Den Tieren bei lebendigem Leibe der Kopf abgetrennt. Das Blut wird geopfert und den Menschen das Dritte Auge auf der Stirn der Opfer gemalt. Das ist der Segen und bringt Glück.
Der Todesschreih sollte mich noch lange beschäftigen. So was habe ich noch nie gespürt. Vielleicht das intensievste was ich jeh wahrgenommen habe. Dieses Bewusstsein, dass eben ein Leben unter grossen Schmerzen beendet wurde. Der Moment, wo es dem Lebewesen klar wird, dass es das war und der letzte Schreih aus Angst, der Todesangst entweicht. Die Schlächter lachen schelmisch, sind glücklich beim abtrennen der Köpfe, denn für sie ist es sein segen. Blutrünstiger Khali, mögest du gelobt sein. Ich erbrach ein zweites Mal.
Nach suchte mir ein neues Plätzen auf der anderen Seite des Hügels, wo ich alleine und beruhigt das Schauspiel, das sich vor mir auftat geniessen konnte – Auch wenn die Schreie bis hier rüber drangen, wenn der Wind seine Richtung wechselte.
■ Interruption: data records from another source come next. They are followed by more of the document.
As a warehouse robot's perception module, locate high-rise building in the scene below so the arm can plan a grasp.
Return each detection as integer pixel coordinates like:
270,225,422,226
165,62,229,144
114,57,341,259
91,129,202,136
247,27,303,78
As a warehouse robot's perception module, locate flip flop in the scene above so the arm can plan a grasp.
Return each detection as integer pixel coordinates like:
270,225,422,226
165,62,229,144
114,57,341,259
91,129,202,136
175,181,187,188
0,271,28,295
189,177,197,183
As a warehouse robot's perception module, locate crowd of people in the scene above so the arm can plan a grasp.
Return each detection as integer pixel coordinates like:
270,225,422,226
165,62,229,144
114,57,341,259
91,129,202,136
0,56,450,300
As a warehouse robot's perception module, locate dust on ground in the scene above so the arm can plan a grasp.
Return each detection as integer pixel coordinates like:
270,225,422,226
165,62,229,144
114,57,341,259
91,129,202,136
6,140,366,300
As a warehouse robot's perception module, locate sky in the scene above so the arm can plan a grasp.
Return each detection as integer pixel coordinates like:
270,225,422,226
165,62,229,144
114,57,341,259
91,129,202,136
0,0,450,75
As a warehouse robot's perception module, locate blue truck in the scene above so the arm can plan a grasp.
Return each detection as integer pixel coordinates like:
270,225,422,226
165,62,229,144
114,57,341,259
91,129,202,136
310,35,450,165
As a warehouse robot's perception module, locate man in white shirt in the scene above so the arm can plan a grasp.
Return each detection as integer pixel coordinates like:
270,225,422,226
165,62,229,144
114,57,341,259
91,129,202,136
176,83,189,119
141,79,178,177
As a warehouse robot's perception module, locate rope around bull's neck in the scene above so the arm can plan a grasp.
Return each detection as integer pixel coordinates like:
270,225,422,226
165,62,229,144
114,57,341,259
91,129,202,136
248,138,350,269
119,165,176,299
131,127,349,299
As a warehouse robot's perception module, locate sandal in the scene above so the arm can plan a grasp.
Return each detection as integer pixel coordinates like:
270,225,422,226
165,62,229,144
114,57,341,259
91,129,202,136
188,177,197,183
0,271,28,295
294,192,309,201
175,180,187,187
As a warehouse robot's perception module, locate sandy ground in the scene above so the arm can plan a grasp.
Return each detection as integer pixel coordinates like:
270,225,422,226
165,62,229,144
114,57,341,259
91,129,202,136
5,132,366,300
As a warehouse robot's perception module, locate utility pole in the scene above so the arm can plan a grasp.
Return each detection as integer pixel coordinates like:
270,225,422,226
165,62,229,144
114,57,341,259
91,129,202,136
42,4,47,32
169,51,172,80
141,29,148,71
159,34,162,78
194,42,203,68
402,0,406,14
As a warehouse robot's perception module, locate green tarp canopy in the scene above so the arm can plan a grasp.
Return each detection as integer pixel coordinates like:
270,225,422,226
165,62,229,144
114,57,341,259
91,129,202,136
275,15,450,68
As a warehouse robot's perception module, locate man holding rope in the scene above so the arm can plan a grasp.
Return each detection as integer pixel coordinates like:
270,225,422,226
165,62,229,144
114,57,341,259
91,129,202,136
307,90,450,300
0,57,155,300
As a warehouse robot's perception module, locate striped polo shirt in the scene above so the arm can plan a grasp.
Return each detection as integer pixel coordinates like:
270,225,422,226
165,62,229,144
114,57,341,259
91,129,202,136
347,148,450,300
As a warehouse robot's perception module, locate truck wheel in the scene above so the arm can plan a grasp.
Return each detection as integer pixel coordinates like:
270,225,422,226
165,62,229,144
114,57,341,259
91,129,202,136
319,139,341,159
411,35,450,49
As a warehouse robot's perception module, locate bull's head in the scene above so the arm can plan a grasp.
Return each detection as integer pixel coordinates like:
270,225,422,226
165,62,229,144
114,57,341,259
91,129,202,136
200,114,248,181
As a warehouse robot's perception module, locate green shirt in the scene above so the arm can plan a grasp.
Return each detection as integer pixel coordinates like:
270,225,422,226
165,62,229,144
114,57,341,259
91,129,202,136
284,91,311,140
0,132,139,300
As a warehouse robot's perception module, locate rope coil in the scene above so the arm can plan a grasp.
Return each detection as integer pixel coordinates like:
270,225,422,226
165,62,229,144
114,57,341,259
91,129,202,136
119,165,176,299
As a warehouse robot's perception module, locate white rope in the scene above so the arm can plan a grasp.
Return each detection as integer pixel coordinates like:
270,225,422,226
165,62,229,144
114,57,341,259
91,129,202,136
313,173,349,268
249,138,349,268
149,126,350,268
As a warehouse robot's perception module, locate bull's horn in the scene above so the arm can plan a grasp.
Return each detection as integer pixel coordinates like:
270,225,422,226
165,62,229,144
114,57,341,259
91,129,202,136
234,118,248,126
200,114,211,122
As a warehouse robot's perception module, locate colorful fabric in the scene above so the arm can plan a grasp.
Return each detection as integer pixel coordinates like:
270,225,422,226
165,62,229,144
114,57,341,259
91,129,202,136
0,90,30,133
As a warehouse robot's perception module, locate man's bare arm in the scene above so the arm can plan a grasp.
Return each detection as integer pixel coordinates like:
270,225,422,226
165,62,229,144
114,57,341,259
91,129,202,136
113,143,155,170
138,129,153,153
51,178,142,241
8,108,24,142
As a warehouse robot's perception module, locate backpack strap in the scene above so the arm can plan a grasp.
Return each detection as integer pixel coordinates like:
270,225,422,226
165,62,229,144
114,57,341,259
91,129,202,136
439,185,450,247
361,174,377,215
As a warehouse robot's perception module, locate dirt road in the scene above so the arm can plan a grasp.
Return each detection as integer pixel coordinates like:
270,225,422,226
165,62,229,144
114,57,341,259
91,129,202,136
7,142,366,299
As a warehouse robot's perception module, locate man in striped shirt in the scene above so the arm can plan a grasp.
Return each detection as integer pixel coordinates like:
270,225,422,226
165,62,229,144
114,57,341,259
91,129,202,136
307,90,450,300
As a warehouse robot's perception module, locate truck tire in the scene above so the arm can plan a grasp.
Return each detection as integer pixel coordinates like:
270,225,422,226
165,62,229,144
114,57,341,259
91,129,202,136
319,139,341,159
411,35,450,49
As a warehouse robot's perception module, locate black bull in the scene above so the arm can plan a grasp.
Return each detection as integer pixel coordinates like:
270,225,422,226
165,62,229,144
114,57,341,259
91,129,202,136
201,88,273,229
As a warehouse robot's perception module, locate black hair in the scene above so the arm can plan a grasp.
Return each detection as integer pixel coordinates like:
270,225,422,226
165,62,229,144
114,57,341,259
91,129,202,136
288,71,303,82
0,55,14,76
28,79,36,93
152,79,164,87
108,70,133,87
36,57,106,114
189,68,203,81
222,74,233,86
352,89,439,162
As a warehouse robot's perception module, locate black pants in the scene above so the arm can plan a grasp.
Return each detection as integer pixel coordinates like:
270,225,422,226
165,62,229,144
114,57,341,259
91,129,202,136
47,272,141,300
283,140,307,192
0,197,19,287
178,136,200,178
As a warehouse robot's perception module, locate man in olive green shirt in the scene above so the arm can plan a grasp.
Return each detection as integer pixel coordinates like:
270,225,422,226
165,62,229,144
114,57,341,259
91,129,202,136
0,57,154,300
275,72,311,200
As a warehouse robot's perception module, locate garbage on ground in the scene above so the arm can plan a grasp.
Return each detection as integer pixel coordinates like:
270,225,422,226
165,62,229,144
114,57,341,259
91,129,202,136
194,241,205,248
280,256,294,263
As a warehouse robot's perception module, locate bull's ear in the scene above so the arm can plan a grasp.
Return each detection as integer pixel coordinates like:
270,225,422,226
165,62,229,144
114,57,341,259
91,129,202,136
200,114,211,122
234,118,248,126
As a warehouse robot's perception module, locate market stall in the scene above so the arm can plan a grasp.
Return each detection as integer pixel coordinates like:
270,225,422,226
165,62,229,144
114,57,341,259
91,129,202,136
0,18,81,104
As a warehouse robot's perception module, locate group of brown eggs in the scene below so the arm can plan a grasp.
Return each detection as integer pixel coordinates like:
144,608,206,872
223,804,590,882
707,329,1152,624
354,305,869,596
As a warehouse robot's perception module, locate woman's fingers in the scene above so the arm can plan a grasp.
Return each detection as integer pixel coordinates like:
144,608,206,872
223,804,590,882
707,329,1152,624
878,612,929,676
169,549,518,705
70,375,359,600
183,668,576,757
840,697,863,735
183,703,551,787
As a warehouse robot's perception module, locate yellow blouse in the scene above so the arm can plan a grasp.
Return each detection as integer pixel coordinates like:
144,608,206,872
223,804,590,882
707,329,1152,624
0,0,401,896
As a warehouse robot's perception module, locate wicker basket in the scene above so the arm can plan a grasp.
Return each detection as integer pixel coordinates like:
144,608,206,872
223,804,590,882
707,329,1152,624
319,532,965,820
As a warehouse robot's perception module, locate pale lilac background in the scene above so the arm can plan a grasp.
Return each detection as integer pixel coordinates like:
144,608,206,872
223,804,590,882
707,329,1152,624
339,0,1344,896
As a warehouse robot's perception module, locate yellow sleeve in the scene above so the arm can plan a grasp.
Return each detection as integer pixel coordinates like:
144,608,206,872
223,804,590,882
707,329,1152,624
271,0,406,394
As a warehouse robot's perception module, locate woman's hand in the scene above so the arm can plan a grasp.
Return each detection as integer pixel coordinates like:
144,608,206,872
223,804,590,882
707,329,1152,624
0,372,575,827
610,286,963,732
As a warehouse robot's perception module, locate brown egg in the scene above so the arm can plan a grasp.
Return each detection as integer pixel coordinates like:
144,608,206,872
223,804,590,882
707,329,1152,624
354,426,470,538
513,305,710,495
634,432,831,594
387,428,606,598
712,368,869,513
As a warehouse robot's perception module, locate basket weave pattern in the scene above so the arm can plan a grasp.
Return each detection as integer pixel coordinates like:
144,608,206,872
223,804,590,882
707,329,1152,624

Was für ein heftiges und bleibendes Erlebnis. Wir haben die Berge gesehen. Die ganze Himalayakette vom Süden aus. Annapurna und andere 8000-er und die volle Packung Kultur. Wir sprachen darüber bei gutem Frühstück, das dann wieder gut runter ging, denn es war ja jetzt Platz im Bauch.